We kicked off the week with our alphabet craft; this week it was the letter X, so we made a xylophone. The kids cut out a construction paper strip, then covered it with foil to add some interesting texture. Then they were responsible for ordering the colored bars from largest to smallest and gluing them in place. Last, they attached the xylophone stick, made from a popsicle stick and a pom-pom. 


We made a spaceship as well. The kids cut out the body of the ship, then they glued on the triangle base pieces and the top. They colored the flames and glued those on as well. They finished the ship by sticking some shiny star stickers on it.


Next we made planet Earth. The kids cut out the circle and glued it to their “space” paper. Before we started, I cut out some continent-like shapes and laminated them so we could reuse them for each child. The last step was for the kids to sponge-paint around the shapes to create the ocean and the continents on the paper.


Last, we made the moon. The kids painted on the easel and glued “craters” to the surface.


Another fun activity I found online was a printable mini-book. The kids used their imaginations and created their own planet, complete with their own drawings. They named it and included details about the planet's happenings. This was a terrific way to work in some emergent literacy. You can find the book here.

Saturday, March 15, 2014

Monkey Business

To wrap up the Winter season and get ready for Spring we did a unit on Monkeys and Gorillas. It could also be considered a Zoo unit, but for Art I tried to focus on just monkeys and gorillas. It was a pretty fun week. We made a gorilla (the kids cut out the face, painted the head, then glued the face on top of the head, and used Q-tips to paint the nose and the furrowed brow); a puppet set to go along with the song “5 Little Monkeys” (the kids made an alligator puppet from a paper sack, then glued pre-printed monkey cutouts to popsicle sticks); and we also made a monkey and a jungle, both of which are pictured below.



To go along with the unit, my classroom centers included a zoo puzzle, a banana file folder game to practice counting, and my sensory table had a base of beans & noodles with some small plastic zoo animals and nets thrown in.

One of the best parts of the week was an afternoon language activity we did where the kids got to act out a story we read.
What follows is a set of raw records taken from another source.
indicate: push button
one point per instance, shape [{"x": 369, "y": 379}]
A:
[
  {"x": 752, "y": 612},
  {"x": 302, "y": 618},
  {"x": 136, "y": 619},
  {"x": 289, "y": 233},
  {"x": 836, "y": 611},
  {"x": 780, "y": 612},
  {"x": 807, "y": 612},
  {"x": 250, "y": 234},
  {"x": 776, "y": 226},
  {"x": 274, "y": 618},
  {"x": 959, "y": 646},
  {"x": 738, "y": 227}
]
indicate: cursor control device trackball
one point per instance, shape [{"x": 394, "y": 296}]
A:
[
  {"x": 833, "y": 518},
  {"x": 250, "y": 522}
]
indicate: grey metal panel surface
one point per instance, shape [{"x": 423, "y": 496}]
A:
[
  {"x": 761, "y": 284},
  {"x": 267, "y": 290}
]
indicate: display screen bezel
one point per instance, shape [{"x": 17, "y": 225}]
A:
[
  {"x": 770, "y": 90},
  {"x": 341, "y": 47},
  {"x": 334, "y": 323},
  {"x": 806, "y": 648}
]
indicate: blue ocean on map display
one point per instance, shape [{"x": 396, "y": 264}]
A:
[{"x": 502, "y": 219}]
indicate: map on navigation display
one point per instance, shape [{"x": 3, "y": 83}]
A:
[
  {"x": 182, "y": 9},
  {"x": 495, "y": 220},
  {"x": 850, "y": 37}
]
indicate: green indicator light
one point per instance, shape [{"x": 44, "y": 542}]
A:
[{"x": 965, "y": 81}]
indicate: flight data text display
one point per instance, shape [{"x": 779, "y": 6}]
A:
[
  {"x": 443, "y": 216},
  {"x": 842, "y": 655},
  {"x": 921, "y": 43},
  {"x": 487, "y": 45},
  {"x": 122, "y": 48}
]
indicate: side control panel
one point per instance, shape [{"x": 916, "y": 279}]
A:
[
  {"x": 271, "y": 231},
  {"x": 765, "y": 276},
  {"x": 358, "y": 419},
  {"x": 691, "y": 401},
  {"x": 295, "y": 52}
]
They loved it so much we actually ended up doing it again later in the week with a different story. The first story we did was 5 Little Monkeys Jumping on the Bed. This was a very easy activity, since the story is extremely simple and repetitive. First I read the story to the group, then I chose 5 kids to be monkeys, and the others got to be the doctors. The kids acted out the story as I read it aloud again. They had a blast getting to jump up and down and shake their fingers at each other (in a friendly way). The second story we did was a bit more challenging for the kids, as it was longer and had a lot more detail. We read and acted out Caps for Sale. While we definitely had fun, I would recommend doing this only with a small group of 3-year olds, or saving it for an older age.

Monkeys and Gorillas is a pretty open theme; there are endless opportunities for pretend play, and the art projects were all unique; but hands down, my favorite thing was watching the kids get so into the stories we read. Letting them play around and act like monkeys was fun, but seeing them comprehend and recall the story plot was very satisfying as a teacher. At 3, it's not always easy for kids to recall the details or sequence of a story, especially if it's something that doesn't interest them, so acting it out and letting them be loud and playful was a cool way to encourage their learning.

...Plus, I got to jump around and act like a monkey, too!